L’enseignant doit pouvoir connaître et utiliser toutes les opportunités culturelles, associatives, de son environnement, aussi bien officielles qu’officieuses. Il est important que les collectivités locales veillent à leur multiplication…

Et les établissements privés ?

Privé ou public, le choix est libre, mais les fonds publics sont réservés au financement de l’école publique, sauf en ce qui concerne les établissements spécialisés et conventionnés.

Les associations assurant l’aide à la scolarité des élèves, des collégiens, lycéens et étudiants sont à soutenir.

Le rythme de la journée scolaire est un paramètre incontournable du temps de l’enfant. Il  commande tous les autres découpages : semaine, trimestre, année… Une journée bien construite, depuis l’accueil jusqu’au départ est une journée qui évite les ruptures, ménage les temps d’éveil, d’apprentissages intenses, forts, les pauses, les répétitions, les moments notoirement peu propices à la mémorisation et les fausses mobilisations cachant la fatigue par la motivation.

Dommage, pour la grande majorité d’écoles, le contact suivi du samedi matin entre enseignants et familles en élémentaire a disparu. Cette semaine peau de chagrin, pour bon nombre de familles laisse les enfants devant la télé, dans la rue pour la plupart, dans les grands magasins ou dans des garderies municipales… Est-ce un mieux ?

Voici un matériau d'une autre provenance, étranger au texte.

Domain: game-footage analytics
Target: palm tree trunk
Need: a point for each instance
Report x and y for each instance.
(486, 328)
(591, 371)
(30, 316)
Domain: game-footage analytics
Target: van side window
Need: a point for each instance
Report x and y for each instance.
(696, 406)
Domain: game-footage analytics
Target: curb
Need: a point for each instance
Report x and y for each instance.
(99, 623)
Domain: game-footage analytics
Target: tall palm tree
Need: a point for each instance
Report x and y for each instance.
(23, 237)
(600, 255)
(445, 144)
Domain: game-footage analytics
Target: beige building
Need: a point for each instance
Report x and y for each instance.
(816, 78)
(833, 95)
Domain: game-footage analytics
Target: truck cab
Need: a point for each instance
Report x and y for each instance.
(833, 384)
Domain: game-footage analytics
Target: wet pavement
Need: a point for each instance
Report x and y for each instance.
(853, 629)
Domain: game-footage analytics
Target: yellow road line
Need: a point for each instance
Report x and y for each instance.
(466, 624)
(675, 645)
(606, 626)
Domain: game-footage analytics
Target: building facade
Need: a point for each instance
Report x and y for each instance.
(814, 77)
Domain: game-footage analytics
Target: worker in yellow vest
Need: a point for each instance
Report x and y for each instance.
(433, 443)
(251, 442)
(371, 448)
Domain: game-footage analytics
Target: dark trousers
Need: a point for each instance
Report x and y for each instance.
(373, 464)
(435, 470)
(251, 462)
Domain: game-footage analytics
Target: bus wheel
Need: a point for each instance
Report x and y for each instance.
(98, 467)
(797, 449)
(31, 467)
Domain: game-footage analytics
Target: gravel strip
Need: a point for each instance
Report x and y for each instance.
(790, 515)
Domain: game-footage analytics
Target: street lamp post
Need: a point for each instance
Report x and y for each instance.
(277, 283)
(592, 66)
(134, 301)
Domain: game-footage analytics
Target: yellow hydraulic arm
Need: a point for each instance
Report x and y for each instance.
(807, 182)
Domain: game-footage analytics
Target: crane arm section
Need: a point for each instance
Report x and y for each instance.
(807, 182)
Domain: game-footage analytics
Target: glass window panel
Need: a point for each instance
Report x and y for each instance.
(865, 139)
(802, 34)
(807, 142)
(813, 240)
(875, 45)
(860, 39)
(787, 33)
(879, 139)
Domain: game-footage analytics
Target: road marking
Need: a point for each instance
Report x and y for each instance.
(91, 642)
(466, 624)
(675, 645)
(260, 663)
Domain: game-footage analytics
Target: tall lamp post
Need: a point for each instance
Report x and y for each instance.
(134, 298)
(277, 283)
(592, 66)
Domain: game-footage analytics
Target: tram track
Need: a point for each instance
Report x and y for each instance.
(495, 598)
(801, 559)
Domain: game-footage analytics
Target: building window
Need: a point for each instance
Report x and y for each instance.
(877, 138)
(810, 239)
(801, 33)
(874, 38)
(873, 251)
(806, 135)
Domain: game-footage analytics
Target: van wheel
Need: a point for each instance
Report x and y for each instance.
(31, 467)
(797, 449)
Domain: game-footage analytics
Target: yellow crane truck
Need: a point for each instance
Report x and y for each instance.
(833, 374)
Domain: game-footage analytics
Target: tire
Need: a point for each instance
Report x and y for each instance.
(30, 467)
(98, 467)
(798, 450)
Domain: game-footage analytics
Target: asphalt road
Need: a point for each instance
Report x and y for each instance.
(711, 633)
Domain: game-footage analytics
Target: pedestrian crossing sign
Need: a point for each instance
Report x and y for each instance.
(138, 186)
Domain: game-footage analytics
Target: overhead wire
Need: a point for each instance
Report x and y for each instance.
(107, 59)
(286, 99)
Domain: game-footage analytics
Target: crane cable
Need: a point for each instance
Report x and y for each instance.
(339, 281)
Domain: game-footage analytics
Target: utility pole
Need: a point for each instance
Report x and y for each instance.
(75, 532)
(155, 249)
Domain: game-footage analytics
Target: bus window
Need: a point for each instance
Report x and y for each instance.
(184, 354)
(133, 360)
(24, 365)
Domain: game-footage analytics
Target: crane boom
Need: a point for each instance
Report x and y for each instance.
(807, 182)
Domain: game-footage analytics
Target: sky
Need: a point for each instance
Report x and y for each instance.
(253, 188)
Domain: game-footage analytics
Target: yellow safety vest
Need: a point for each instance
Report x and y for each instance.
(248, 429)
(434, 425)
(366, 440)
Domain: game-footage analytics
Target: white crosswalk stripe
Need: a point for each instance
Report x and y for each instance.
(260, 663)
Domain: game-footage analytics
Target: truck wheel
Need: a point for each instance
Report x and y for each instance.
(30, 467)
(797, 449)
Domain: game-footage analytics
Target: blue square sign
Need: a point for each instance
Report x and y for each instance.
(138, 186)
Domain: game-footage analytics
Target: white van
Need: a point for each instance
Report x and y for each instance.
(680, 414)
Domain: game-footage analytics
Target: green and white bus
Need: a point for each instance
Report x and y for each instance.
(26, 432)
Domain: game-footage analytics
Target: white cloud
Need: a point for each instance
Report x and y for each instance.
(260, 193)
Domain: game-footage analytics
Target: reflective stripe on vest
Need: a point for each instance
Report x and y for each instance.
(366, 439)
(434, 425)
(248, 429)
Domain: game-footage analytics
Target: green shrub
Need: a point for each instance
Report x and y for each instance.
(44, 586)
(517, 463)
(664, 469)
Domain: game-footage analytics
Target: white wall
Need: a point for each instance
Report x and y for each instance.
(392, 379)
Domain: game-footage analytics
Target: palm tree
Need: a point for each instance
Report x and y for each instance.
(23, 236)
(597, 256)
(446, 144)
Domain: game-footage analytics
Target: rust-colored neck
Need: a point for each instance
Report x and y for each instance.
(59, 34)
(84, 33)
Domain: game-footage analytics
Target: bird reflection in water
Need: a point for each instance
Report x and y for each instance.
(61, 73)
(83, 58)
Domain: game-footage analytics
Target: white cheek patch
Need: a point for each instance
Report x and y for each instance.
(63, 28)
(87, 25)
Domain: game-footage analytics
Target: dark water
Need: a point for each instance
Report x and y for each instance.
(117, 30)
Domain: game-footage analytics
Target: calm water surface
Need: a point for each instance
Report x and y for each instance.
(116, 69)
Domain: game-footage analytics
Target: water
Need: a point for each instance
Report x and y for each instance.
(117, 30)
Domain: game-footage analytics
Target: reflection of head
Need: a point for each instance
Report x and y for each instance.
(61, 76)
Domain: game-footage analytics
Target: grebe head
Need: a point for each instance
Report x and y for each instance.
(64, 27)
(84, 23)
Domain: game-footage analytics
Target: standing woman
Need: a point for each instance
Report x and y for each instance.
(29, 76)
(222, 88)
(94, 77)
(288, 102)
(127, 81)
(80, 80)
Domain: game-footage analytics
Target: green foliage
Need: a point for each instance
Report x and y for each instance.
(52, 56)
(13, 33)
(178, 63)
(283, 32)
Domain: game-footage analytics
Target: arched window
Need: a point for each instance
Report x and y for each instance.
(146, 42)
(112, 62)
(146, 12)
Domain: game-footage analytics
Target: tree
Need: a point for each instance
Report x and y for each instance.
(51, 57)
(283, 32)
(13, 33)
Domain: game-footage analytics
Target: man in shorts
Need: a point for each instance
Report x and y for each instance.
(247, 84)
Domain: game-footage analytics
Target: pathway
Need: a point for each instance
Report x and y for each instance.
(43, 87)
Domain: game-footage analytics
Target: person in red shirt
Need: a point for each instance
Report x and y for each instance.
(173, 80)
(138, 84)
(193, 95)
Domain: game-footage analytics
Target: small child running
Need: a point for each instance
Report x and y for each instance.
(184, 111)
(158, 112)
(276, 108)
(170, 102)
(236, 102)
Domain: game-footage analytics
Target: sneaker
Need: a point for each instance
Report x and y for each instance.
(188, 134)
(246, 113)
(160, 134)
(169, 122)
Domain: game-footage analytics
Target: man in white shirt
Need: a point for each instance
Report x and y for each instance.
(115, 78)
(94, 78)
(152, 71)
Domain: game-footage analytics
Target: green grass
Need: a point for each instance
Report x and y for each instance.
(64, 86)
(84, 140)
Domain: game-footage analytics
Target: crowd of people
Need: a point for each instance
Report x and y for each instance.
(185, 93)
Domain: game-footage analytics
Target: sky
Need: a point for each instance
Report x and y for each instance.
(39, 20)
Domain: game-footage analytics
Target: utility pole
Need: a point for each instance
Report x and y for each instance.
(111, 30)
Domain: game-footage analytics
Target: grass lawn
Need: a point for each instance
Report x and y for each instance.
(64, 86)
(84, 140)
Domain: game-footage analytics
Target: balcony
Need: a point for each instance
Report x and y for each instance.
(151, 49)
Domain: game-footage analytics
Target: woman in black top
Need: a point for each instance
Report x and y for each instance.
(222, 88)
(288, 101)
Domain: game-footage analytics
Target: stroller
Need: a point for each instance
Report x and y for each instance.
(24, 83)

Supprimer le samedi matin, c’est réduire les rencontres informelles et sympathiques, hors crise, entre familles et enseignants. Finie aussi l’occasion d’entretien direct avec le parent qui n’a pas la garde de l’enfant du divorce…

Terminés les spectacles, les fêtes, les réunions diverses avec participation active de tous… Ne leur restent plus, souvent, pour ceux qui ne baissent pas totalement les bras, que les soirées, après le travail, et encore pour ces communautés actives un samedi matin.

Pourtant, les fêtes d’école peuvent être des opportunités importantes d’activités ensemble pour tous les acteurs et partenaires pourvu qu’elles illustrent un travail continu, un projet et non une corvée.

L’école du mercredi et l’allègement du temps scolaire d’apprentissage ne compensera pas cette disparition des relations sauf pour les établissements qui ne comptent pas leur temps !

Je regrette vraiment que l’époque du tiers temps pédagogique n’ait pas été rétabli : fondamentaux + éveil sciences humaines (géo – histoire – sciences – éduc civique) + éveil création, techniques artistiques et sportives… Tout étant culturel, j’évite ce qualificatif.

J’en connais les obstacles notamment pour la gestion des espaces, des intervenants éventuels, des matériels mais une journée où les enseignements fondamentaux alternent avec les autres, c’est bien aussi ! Mais 1 – cela exige une formation spécifique des enseignants, 2 – cela exige un emploi du temps collectif de tout l’établissement cohérent – 3 – cela exige une véritable application de cette répartition, pas au feeling ou à la bonne volonté… (Combien de classe sans EPS, chant, arts plastiques, théâtre… ?) Parce que l’enseignant ne sait pas, pire n’aime pas… Bon sang, les échanges ça existe. Idem, parfois, en histoire, géo, sciences… idem parfois en expression écrite… pour l’élève, l’école en devient une loterie selon le projet, l’organisation, la gestion de l’établissement et, dans sa classe, du professeur… !!!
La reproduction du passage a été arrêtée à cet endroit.